С ближайшего холма скатилось вниз облако, отряхивая пыльные крылья, гремя и рокоча. С гор в долину с грохотом, скрежетом и стоном съезжал автомобиль – первый за весь этот месяц автомобиль!
Мистер Терль боялся оглянуться на мистера Смита.
А мистер Смит посмотрел на потолок и подумал в эту минуту о бедном мистере Фермли.
Мистер Фермли выглянул в окно только тогда, когда перед отелем с громким выхлопом остановилась старая разбитая машина. И в том, как в последний раз выстрелил, а затем заглох ее мотор, была какая-то печальная окончательность. Машина, должно быть, шла издалека, по раскаленным желто-серым дорогам, через солончаки, ставшие пустыней еще десятки миллионов лет назад, когда отсюда ушел океан. И теперь этот старый, расползающийся по швам автомобиль выпуска 1924 года, кое-как скрепленный обрывками проволоки, которая торчала отовсюду, как щетина на небритой щеке великана, с откинутым брезентовым верхом – он размяк от жары, как мятный леденец, и прилип к спинке заднего сиденья, словно морщинистое веко гигантского глаза, – этот старый разбитый автомобиль в последний раз вздрогнул и испустил дух.

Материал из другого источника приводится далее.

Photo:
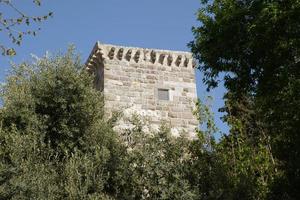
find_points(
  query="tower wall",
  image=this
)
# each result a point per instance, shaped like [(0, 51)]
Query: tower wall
[(157, 84)]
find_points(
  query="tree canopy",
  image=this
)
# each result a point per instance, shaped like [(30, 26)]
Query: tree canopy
[(256, 44), (15, 24)]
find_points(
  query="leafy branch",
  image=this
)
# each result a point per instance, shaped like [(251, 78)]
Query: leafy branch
[(13, 27)]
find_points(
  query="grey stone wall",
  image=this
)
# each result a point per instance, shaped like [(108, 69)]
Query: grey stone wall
[(131, 77)]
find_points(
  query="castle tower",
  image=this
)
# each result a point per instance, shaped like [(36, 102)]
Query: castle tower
[(158, 84)]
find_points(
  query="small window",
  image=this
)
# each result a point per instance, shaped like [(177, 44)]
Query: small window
[(163, 94)]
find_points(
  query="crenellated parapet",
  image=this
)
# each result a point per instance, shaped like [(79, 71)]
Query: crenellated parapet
[(102, 53)]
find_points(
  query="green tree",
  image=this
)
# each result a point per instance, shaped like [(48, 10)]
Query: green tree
[(15, 23), (255, 45), (54, 140)]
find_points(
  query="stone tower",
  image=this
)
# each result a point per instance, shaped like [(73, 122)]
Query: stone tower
[(158, 84)]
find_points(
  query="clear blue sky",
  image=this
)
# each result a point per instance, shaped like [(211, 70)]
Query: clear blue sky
[(161, 24)]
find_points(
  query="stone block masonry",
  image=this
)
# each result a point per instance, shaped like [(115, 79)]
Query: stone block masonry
[(157, 84)]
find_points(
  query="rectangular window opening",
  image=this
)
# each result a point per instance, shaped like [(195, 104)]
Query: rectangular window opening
[(163, 94)]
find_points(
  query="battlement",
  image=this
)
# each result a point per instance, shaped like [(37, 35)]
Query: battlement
[(157, 84), (104, 52)]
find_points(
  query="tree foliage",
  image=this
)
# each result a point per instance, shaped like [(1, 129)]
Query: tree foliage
[(57, 143), (15, 24), (255, 45)]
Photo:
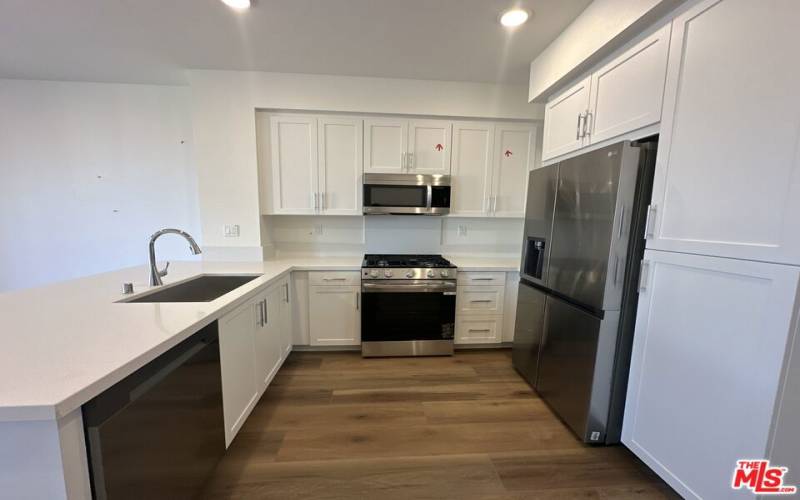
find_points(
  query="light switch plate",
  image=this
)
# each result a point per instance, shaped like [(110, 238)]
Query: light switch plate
[(231, 230)]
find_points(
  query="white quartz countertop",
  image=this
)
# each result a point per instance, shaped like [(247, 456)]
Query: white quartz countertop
[(65, 343)]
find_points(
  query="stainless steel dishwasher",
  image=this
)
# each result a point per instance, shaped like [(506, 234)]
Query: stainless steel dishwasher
[(159, 433)]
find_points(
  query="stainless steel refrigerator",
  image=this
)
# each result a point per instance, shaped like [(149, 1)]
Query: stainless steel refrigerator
[(582, 247)]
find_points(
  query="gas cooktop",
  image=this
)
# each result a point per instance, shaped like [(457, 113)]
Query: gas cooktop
[(408, 267), (406, 260)]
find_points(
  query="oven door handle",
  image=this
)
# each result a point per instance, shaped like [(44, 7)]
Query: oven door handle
[(408, 288)]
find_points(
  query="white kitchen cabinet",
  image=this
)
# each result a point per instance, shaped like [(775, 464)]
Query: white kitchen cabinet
[(334, 314), (237, 331), (564, 117), (480, 302), (627, 92), (623, 95), (429, 146), (340, 165), (472, 163), (513, 156), (398, 145), (294, 164), (285, 318), (727, 176), (385, 145), (490, 168), (711, 335), (315, 164), (268, 337), (478, 329)]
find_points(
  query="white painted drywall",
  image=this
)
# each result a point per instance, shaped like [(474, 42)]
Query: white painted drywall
[(223, 116), (325, 235), (87, 172), (587, 39)]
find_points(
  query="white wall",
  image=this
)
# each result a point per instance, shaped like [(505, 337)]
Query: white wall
[(603, 26), (224, 105), (325, 235), (87, 172)]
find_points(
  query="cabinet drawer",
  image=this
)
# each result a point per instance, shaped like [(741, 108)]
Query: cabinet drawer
[(478, 330), (334, 278), (482, 278), (483, 300)]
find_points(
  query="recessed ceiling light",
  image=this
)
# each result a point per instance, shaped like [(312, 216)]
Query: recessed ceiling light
[(237, 4), (514, 17)]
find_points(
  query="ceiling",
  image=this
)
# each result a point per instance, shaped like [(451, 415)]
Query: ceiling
[(153, 41)]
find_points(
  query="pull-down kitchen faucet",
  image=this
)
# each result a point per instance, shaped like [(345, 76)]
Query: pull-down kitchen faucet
[(155, 272)]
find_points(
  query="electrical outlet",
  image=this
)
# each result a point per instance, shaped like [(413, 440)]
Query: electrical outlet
[(231, 230)]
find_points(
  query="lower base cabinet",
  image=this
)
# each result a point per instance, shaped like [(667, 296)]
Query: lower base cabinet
[(480, 304), (706, 369), (334, 316), (254, 340)]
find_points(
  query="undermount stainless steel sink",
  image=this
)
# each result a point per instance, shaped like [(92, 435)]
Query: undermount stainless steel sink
[(200, 289)]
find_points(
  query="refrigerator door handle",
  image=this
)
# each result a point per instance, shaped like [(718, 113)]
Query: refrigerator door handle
[(649, 229), (644, 277)]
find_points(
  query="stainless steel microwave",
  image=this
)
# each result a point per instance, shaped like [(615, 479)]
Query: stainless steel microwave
[(406, 194)]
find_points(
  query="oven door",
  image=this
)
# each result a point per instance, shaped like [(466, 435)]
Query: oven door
[(408, 311)]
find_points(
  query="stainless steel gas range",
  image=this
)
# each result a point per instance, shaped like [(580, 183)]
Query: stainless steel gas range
[(408, 305)]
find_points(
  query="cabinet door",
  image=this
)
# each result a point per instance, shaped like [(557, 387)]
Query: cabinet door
[(294, 164), (727, 177), (333, 314), (512, 160), (563, 120), (385, 145), (707, 355), (236, 345), (286, 319), (472, 168), (340, 165), (478, 329), (627, 92), (269, 340), (429, 146)]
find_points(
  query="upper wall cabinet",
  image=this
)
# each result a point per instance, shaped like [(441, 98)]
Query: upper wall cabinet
[(513, 156), (491, 162), (340, 165), (314, 165), (564, 117), (627, 92), (394, 146), (728, 167), (294, 164), (623, 95), (385, 145)]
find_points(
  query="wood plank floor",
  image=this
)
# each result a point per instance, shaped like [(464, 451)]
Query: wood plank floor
[(334, 425)]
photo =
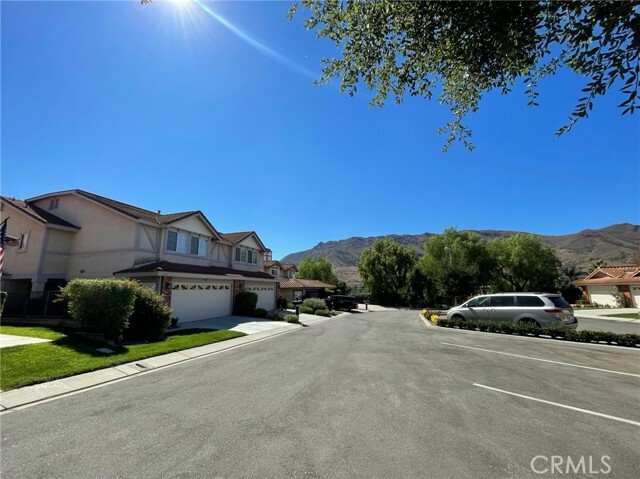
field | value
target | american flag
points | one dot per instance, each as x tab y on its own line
3	240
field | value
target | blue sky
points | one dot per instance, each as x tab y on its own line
164	107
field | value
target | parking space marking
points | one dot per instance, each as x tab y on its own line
586	411
543	360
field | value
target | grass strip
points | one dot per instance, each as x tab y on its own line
71	354
34	331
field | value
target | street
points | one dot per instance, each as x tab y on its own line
371	395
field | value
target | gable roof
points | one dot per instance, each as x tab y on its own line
613	275
269	264
131	211
172	268
37	213
304	283
235	238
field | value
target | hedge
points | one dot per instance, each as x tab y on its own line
151	316
525	329
101	304
245	303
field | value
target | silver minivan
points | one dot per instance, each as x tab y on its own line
542	309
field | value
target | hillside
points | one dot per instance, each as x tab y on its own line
617	244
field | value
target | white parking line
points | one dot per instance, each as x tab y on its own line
586	411
543	360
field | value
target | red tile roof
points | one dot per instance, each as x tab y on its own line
612	275
172	268
304	283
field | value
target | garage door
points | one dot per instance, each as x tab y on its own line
603	295
200	300
266	294
635	292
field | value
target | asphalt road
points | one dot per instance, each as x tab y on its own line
371	395
609	325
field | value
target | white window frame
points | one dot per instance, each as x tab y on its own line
23	244
184	241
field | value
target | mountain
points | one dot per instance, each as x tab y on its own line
617	245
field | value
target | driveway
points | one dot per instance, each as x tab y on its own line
239	323
8	340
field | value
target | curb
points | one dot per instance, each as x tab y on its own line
36	393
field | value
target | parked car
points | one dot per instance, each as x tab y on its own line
338	301
542	309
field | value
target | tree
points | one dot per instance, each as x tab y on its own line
385	269
458	263
319	269
463	50
523	263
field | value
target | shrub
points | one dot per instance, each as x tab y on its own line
277	316
101	304
526	329
3	299
314	303
622	300
245	303
260	313
291	318
151	316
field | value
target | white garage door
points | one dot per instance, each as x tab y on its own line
603	295
635	292
266	294
200	300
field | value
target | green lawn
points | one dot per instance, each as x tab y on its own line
68	355
625	315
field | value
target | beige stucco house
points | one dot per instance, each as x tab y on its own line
602	284
76	234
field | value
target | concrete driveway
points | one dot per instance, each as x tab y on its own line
239	323
8	340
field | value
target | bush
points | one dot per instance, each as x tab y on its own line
526	329
245	303
151	316
314	303
103	305
260	313
3	299
277	316
622	300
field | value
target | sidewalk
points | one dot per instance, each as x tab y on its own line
43	391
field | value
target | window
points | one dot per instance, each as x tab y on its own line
246	255
529	301
481	302
181	242
503	301
24	241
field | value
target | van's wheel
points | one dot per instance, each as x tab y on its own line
531	322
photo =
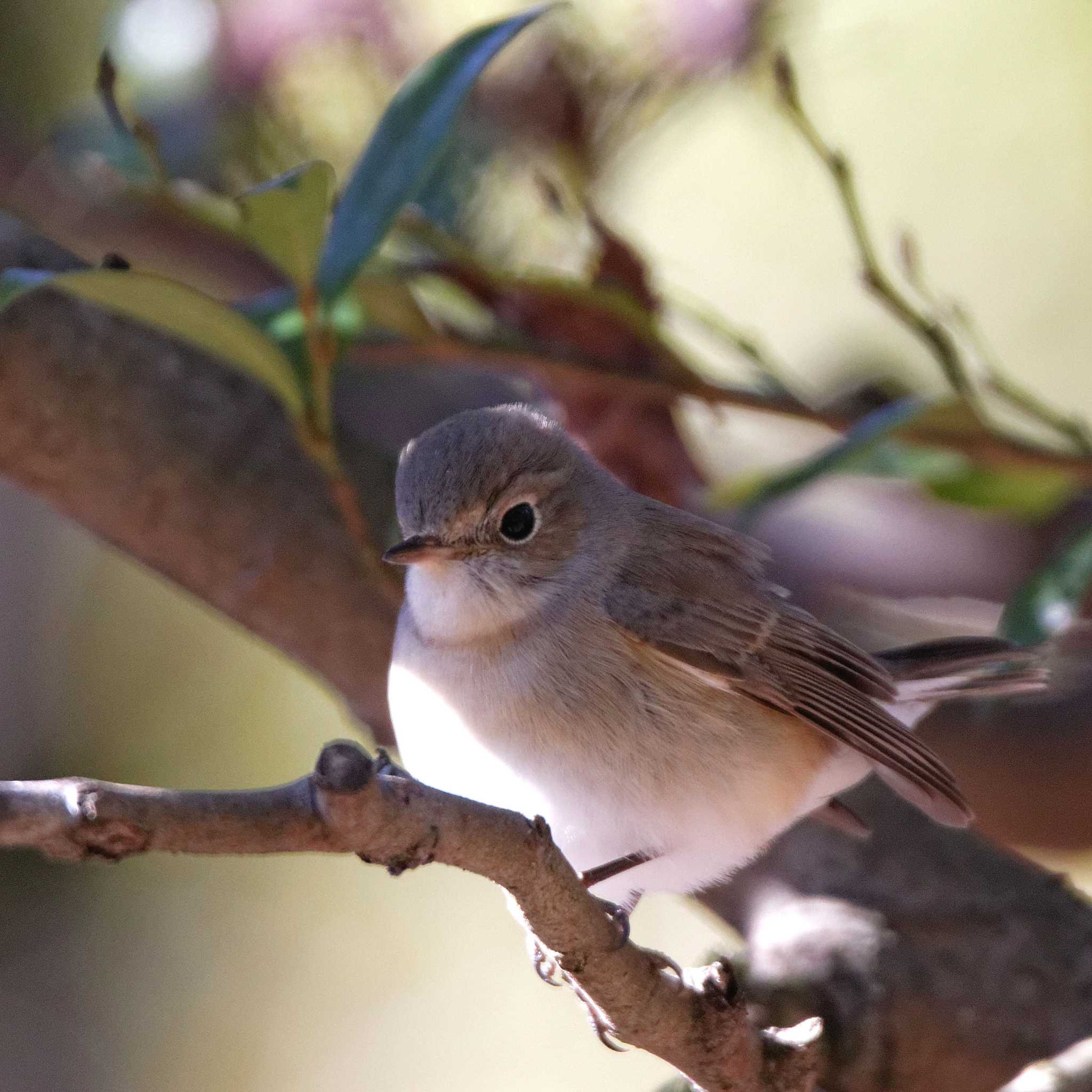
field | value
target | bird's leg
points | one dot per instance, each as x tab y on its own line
616	868
619	914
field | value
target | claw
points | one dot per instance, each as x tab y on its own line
545	966
619	918
665	963
602	1027
386	765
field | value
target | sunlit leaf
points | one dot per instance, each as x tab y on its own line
180	311
1049	602
285	219
406	144
1027	493
871	430
1024	492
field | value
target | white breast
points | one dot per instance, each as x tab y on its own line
617	761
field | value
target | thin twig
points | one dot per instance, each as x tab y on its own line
1071	427
985	447
348	806
936	338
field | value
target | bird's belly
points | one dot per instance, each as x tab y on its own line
614	769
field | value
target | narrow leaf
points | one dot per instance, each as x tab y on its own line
871	430
285	219
406	144
178	310
1050	601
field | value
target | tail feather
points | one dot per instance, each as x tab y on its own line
963	668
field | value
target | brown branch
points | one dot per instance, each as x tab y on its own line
937	961
348	806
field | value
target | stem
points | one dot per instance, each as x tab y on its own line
317	437
925	328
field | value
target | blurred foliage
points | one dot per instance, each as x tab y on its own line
343	291
1051	600
535	239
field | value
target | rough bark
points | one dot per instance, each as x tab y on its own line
698	1024
937	960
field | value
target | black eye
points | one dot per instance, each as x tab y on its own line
518	524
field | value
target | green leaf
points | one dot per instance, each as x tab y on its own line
1049	602
1030	494
841	456
285	219
406	144
179	310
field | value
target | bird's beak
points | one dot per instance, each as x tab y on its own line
419	549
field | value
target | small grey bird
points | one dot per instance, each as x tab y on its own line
572	649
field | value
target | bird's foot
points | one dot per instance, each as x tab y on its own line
387	766
544	962
619	918
663	962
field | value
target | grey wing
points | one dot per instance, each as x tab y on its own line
697	592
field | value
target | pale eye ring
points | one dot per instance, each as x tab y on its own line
519	524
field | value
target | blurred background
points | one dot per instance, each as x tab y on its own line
969	124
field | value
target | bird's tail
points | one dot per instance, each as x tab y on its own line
963	668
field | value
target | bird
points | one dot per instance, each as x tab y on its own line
572	649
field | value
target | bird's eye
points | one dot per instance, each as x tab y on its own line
518	524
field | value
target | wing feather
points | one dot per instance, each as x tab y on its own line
698	593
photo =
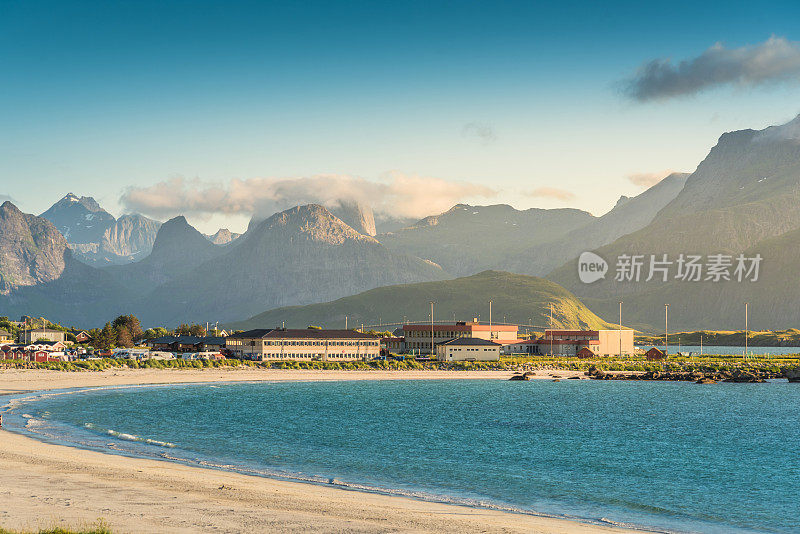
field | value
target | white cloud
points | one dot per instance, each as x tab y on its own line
776	59
647	179
397	194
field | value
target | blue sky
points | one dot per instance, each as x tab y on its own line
511	102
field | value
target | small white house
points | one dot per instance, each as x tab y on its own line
468	349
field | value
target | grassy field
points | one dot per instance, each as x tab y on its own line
525	300
730	338
706	363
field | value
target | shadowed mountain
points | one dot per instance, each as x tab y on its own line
80	220
519	298
629	215
298	256
96	237
357	216
467	239
39	276
178	249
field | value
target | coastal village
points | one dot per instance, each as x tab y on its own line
470	341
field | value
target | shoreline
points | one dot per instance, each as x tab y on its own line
48	485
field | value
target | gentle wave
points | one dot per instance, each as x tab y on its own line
132	437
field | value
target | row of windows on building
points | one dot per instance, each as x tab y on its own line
252	343
309	356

Старая женщина за рулем терпеливо ждала, поглядывая то на мужчин, то на отель, и словно бы говорила: «Простите, но мой друг тяжко занемог. Мы знакомы с ним очень давно, и теперь я должна проститься с ним и проводить в последний путь». Она сидела неподвижно, словно ждала, когда уймется последняя легкая дрожь, пробегавшая еще по телу автомобиля, и наступит то полное расслабление членов, которое означает неумолимый конец. Потом еще с полминуты женщина оставалась неподвижной, прислушиваясь к умолкшей машине. От незнакомки веяло таким покоем, что мистер Терль и мистер Смит невольно потянулись к ней. Наконец она взглянула на них с печальной улыбкой и приветственно помахала рукой.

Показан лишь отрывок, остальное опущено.